There were some limitations to this study. First, being a retrospective study, recall bias in reporting of dietary nutrients could not be excluded, especially for those with cognitive impairment. To effectively minimise the potential recall bias, we used special model and measuring rulers or cups to help in quantifying the consumed food. Second, as the participants were recruited at community hospitals, the study exhibited a potential risk for participation bias. Moreover, the higher frequencies of vascular disease risk factors (such as diabetes, hypertension and hyperlipidaemia) in participants, might introduce bias towards the association between dietary nutrients' intake and cognitive function. Third, hypertension and diabetes were self-reported, which might introduce information bias. Finally, the participants were recruited only from Beijing, and any generalisation of the results of this study to other locations and to other ethnicities should be performed with caution.

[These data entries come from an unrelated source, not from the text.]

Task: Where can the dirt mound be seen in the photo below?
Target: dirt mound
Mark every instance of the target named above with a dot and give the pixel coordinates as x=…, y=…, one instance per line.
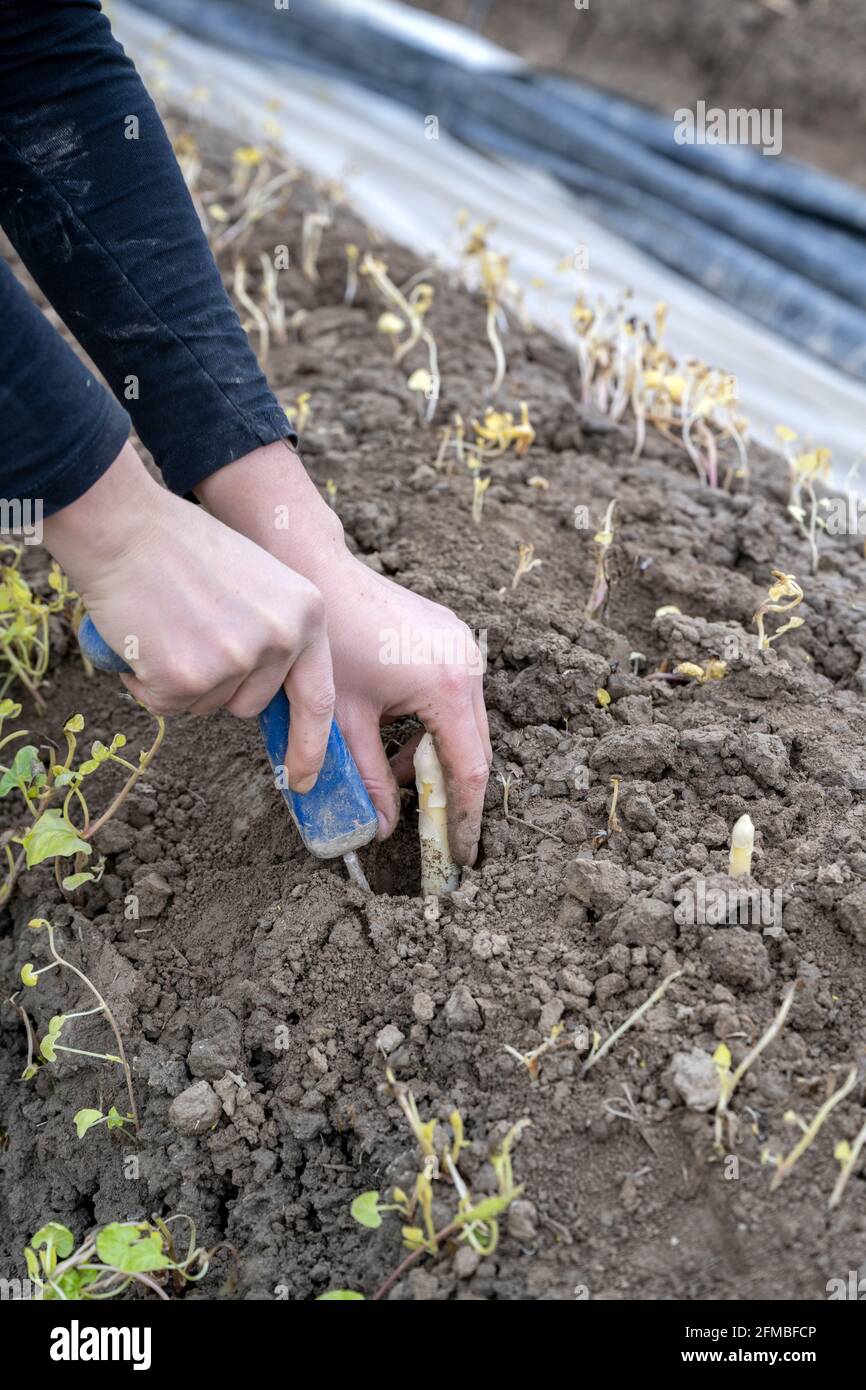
x=271, y=979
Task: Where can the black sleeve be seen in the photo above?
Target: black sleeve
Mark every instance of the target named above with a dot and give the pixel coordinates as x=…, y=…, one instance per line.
x=93, y=202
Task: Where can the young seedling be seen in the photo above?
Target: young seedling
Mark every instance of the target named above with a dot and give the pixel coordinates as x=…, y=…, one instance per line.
x=601, y=585
x=613, y=826
x=533, y=1059
x=49, y=1045
x=25, y=645
x=274, y=307
x=599, y=1051
x=439, y=873
x=413, y=313
x=473, y=1222
x=499, y=431
x=742, y=845
x=811, y=1132
x=524, y=562
x=113, y=1260
x=730, y=1080
x=713, y=670
x=300, y=412
x=89, y=1119
x=480, y=487
x=804, y=469
x=494, y=277
x=53, y=834
x=847, y=1155
x=786, y=587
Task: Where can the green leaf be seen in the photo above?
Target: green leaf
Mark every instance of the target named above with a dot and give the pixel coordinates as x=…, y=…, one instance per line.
x=74, y=880
x=366, y=1209
x=25, y=767
x=132, y=1247
x=52, y=836
x=54, y=1236
x=85, y=1121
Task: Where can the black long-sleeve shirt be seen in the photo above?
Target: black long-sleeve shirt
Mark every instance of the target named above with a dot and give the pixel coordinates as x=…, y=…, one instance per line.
x=93, y=202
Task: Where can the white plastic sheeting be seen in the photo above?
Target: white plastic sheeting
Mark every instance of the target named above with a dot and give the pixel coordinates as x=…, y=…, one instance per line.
x=412, y=186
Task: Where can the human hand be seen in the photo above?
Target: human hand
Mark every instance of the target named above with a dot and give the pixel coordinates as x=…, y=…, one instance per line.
x=394, y=652
x=203, y=616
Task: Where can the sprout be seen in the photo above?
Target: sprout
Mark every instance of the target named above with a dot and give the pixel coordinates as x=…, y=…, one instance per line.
x=602, y=540
x=811, y=1132
x=494, y=273
x=848, y=1155
x=352, y=255
x=480, y=487
x=786, y=587
x=613, y=826
x=413, y=310
x=722, y=1058
x=439, y=873
x=524, y=562
x=715, y=670
x=274, y=307
x=310, y=243
x=742, y=844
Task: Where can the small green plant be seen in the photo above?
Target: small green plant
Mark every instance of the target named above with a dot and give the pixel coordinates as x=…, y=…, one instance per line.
x=113, y=1260
x=86, y=1121
x=52, y=791
x=49, y=1044
x=25, y=647
x=473, y=1222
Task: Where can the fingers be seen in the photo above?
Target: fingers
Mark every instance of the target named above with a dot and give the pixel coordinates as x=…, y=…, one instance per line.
x=310, y=690
x=402, y=763
x=362, y=733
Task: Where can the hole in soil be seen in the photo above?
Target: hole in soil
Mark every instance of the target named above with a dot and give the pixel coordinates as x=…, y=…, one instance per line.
x=394, y=868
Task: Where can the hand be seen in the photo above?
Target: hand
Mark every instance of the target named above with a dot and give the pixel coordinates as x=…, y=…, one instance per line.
x=371, y=620
x=206, y=619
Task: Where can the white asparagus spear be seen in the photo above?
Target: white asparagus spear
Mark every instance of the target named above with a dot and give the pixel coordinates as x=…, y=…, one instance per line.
x=742, y=843
x=439, y=873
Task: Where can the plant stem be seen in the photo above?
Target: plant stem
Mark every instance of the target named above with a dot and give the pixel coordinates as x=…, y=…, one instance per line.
x=106, y=1011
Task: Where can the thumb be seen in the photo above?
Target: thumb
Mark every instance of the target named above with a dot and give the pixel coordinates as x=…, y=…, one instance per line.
x=362, y=734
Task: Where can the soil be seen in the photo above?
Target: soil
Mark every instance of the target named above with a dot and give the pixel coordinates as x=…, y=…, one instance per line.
x=270, y=977
x=802, y=56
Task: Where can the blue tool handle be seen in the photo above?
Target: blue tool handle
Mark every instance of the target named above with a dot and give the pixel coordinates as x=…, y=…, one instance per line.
x=334, y=818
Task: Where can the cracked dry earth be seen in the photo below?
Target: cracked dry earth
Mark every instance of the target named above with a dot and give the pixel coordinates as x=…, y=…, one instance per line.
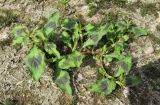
x=17, y=87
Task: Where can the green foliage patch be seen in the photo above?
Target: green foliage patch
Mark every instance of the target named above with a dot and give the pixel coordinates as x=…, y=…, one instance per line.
x=65, y=43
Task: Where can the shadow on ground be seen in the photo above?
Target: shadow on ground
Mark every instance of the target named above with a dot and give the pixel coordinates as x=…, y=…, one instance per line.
x=148, y=92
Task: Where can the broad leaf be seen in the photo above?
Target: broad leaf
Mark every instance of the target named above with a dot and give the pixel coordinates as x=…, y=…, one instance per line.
x=51, y=48
x=52, y=24
x=20, y=33
x=68, y=24
x=20, y=40
x=35, y=61
x=124, y=66
x=70, y=61
x=122, y=26
x=63, y=81
x=66, y=38
x=96, y=35
x=38, y=36
x=20, y=30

In summary, after adjustment for age, education, hyperlipidaemia and total energy intake, high-fat and protein intake and low-carbohydrate intake were associated with greater risk for MCI. A balanced dietary pattern consisting of optimal fat, protein and carbohydrate ratio may be potentially beneficial to the maintenance of normal cognitive functions in young and middle-aged people.
Contributors WWM and RX conceived and designed the study, YZ and BJD collected the data, BJD performed the statistical analyses and drafted the manuscript, LZ drafted and revised the manuscript and YXB helped in collection and analysis of the data. All authors read and approved the final manuscript.
Funding The research was supported by the National Natural Science Foundation of China (Grant No. 81472982 and 81773406), Support Project of High-level Teachers in Beijing Municipal Universities in the Period of 13th Five-year Plan (grant No.CIT&TCD201704096) and Scientific Research Common Program of Beijing Municipal Commission of Education (grant No.KM201710025007).
Competing interests None declared.
Patient consent Obtained.
Ethics approval All experimental procedures were conducted in accordance with the guidelines in the Declaration of Helsinki and approved by the Ethics Committee of Capital Medical University, Beijing(No.2014SY33).
Provenance and peer review Not commissioned; externally peer reviewed.
Data sharing statement The materials and datasets used and/or analysed during the current study are available from the corresponding author on reasonable request.